When I woke up, it was to a late morning sun seeping in through the pale blue linen curtains. I yawned, stretched my arms, and looked across at my friends Evie and Betsy sleeping on the other double bed. The sound of ocean waves dimly roared in the distance as I crawled out of bed and padded towards the bathroom. The sun filtered in softly through the windows. Over heaping plates of custom-made omelets, fresh pieces of watermelon, kiwi, and mango, chilaquiles, mugs of hot Mexican coffee, and chilled glasses of mimosas, Betsy and Evie discussed our plans for the day. Meanwhile, I gazed admiringly at the shades of brilliant colors outside the window of our restaurant. The sapphire sky dusted with a few clouds blended into the midnight of the far ocean horizon, lightening to a sparkling clear indigo towards the shore. I was in Mexico’s paradise and I had never seen a landscape so full of life.
The Road to Tulum
An hour later, right on the dot of ten past ten, we found ourselves outside the hotel’s gates waiting for our ride. As the car slowly motored along the lone and dusty highway I gazed out of the window at the reddish dust rising and falling alongside and the blur of the faded foliage. Here and there the monotony of the plain was broken by small ramshackle huts where naked children happily ran around resting pigs and pecking chickens. Men in torn shirts and backpacks walked along the side of the road to get to their destination. Women in old but brightly colored blouses and white frilled skirts set out their laundry in the yard and stared at our car as we passed by. Every house consisted of the basic necessities of a tin corrugated roof, four bare wooden walls, and glassless windows.
Eventually the car turned off the main highway that ran parallel to the beach resorts and local towns and entered a narrow dirt trail covered on both sides by the tangle of foliage known as the Mexican jungle. The unpaved road twisted and turned so that we could not see anything in front of the car except thick leaves and branches. In the back seat, I turned my head to stare out the back window and saw the thick jungle closing behind me. Evie and Betsy turned to me warily, and I felt my heart beating faster as the red road opened up slightly to reveal some cut trees and a short stone cairn rising out of the ground. We kept silent amid the heat, dust, and noise of the drive and it was in this silence that we had our first glimpse of the ancient ruins of Tulum. This eleventh century Mayan citadel by the sea doubled as both ancient fortification and astronomy observatory. Today, its stone towers rose alluringly before me from a steep cliff fronted by golden sand and warm Caribbean waters.
Amidst a Mayan Ruin
Exploring the ruins of Tulum was an education in Mayan urban planning and architecture. Every plot of land and every building had its specific purpose, most of which were dedicated to the religion of astronomy. Colonnaded temples, some of which were raised on a pyramid of stone steps filled the small outpost’s every corner. While one tracked the movement of the sun, another depicted ancient mythical creatures in phantasmal caricatures.
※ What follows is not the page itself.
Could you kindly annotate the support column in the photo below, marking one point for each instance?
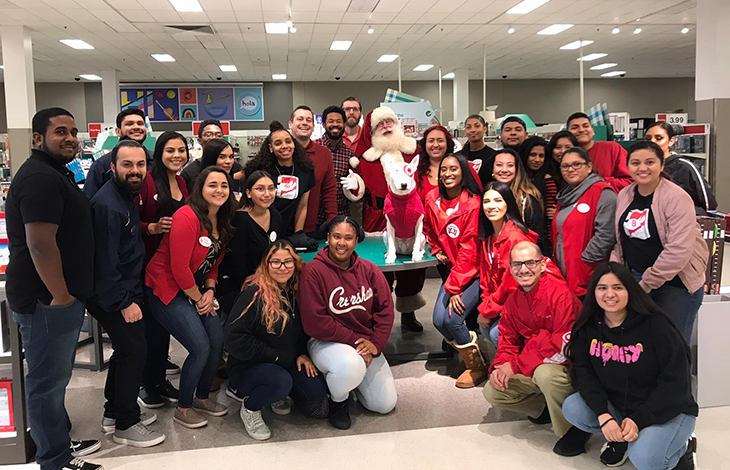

Dark galleries opened into small shrines, whose actual purpose was lost to history.
Still surviving murals gave us girls a glimpse into the complex past of this military trading center. Under the harsh sun, in the quiet of the afternoon, it was difficult, Betsy told us, to imagine what Tulum would have sounded like in its Mayan heyday. Nevertheless, she imagined the straight and intersecting pebble-lined avenues carrying soldiers to their sentry duties, while priests and government officials pored over archaic astronomical data from the windowless interiors of their grand temples. As the tropical sun heated the entire complex, Betsy even thought she could see the faint outlines of ancient Mayans peeking out from the guard towers.
Xel-Ha Delights
Evie decided it was getting too hot to be walking the streets of Tulum, so we headed next to an oasis of cool adventure, the ecological park of Xel-Ha. Here, hours could be spent floating serenely along the moss-colored lazy river on rubber tubes. While Betsy and I decided to take things slow along the winding waterway, Evie decided to try crossing along the river on a traverse rope. As we paddled down the slow moving stream, we became enamored by the twisting mangrove trees, and watched local boys dive from adjacent small cliffs into the cool jade waters. An hour and a half later, we met up with Evie, who had successfully completed her rope course, and went to snorkel in a protected inlet of the sea within the park. Here hundreds of colorful tropical fish played hide and seek with us amongst the coral. As the sun slowly sank into the latter half of the sky, we found ourselves resting on hammocks, discussing the astonishing beauty of Xel-Ha. Soon though, we subsided into a mutually respectful and relaxed silence as we simply let the ambience of the Riviera Maya soak into our souls.
TRAVEL NOTE:
The Riviera Maya is more than a sun worshipper’s destination. The wealth of natural resources and cultural traditions here provide a deeper understanding of one of its unique empires. The ancient Mayans considered the wildlife and topography of this region essential to their dynastic anatomy and a transformational influence. Preserving both nature and ancient customs for the rest of the world keeps the Riviera Maya a vibrant community.